Hace unos 25 años, un grupo de profesionales -jóvenes por entonces- llevamos adelante un programa de educación electoral en zonas rurales que tenía como uno de sus mensajes centrales “mandatario significa mandato”.
Con esa breve frase intentamos explicar el significado de la representación política y el valor del voto. Si vas a elegir alcalde, regidor, congresista o presidente –un mandatario- le vas a dar un mandato; un mandado, dirían nuestros abuelos. Por lo tanto, quien resulte elegido tiene que cumplir con ese mandato y dar cuentas del cumplimiento del mismo.
La fórmula que empleamos puede simplificar en extremo el concepto político de la representación, pero no es falsa. Si bien los congresistas no tienen mandato imperativo, tienen la responsabilidad de representar los intereses de sus electores y de la Nación en general. Lo mismo aplica para todas las autoridades en los tres niveles de gobierno. Por alguna razón es que se exige un plan de gobierno como requisito para competir en las elecciones; las propuestas y promesas no pueden ser un mero formalismo.

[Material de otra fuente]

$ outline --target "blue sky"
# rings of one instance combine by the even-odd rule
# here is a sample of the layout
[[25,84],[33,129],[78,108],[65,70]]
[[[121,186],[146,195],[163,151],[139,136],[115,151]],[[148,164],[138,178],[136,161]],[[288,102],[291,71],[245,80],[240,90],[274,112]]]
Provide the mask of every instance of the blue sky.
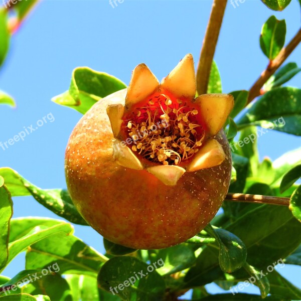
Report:
[[[43,188],[65,188],[64,155],[72,130],[81,114],[51,101],[69,87],[72,70],[87,66],[110,73],[126,84],[138,64],[146,63],[162,79],[188,53],[199,58],[211,10],[211,1],[124,0],[114,8],[104,1],[45,0],[14,36],[8,59],[0,71],[0,88],[12,95],[15,109],[1,106],[0,141],[7,141],[47,114],[44,123],[24,141],[5,151],[0,148],[0,166],[8,166]],[[286,22],[286,41],[299,26],[296,0],[282,12],[273,12],[259,0],[228,3],[215,59],[223,91],[248,89],[268,62],[259,37],[272,15]],[[301,65],[300,47],[287,62]],[[289,85],[300,86],[300,74]],[[50,116],[50,115],[48,115]],[[258,140],[260,158],[274,160],[300,146],[291,135],[270,131]],[[15,217],[57,218],[31,197],[14,199]],[[102,238],[92,228],[75,226],[75,234],[104,251]],[[5,271],[13,276],[24,268],[19,255]],[[285,266],[279,271],[300,286],[299,268]],[[214,285],[210,291],[221,291]],[[244,292],[258,291],[246,289]]]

Quienes lean esta columna pueden ayudarme a recordar si algún candidato o candidata se comprometió en campaña a dar marcha atrás en la reforma universitaria, en la reforma del transporte o en la erradicación de la corrupción. Yo recuerdo que, más bien, ofrecieron lo contrario.
Es por eso que me atrevo a afirmar que cuando la mayoría de congresistas vota a favor de proyectos de ley para que las universidades que no aprobaron el licenciamiento sigan funcionando o se niega a censurar a un ministro que autoriza el transporte informal e infernal, lo que hace es traicionar el mandato que sus electores le dieron y pone por encima los intereses de grupos de poder que se mueven entre la ilegalidad y la mafia.
Lamentablemente, esa es la forma de actuar y de votar de una mayoría de congresistas que atraviesa todo el abanico parlamentario, desde la extrema derecha hasta la extrema izquierda, salvo valiosas excepciones.
Una conducta similar encontramos en el poder ejecutivo. El presidente de la República y la mayoría de ministros y ministras que en sus primeros seis meses designó parecieron olvidar el compromiso de combatir la corrupción –pequeña y grande- que arrastramos hace décadas. Toleraron, además, el cuoteo, los acomodos y la falta de méritos para ejercer la función pública y callaron ante el machismo y el abuso en las altas esferas del poder, en algunos casos bajo el argumento de que había que pelear desde adentro. Bien por los que salieron por propia voluntad hartos de ese mal proceder.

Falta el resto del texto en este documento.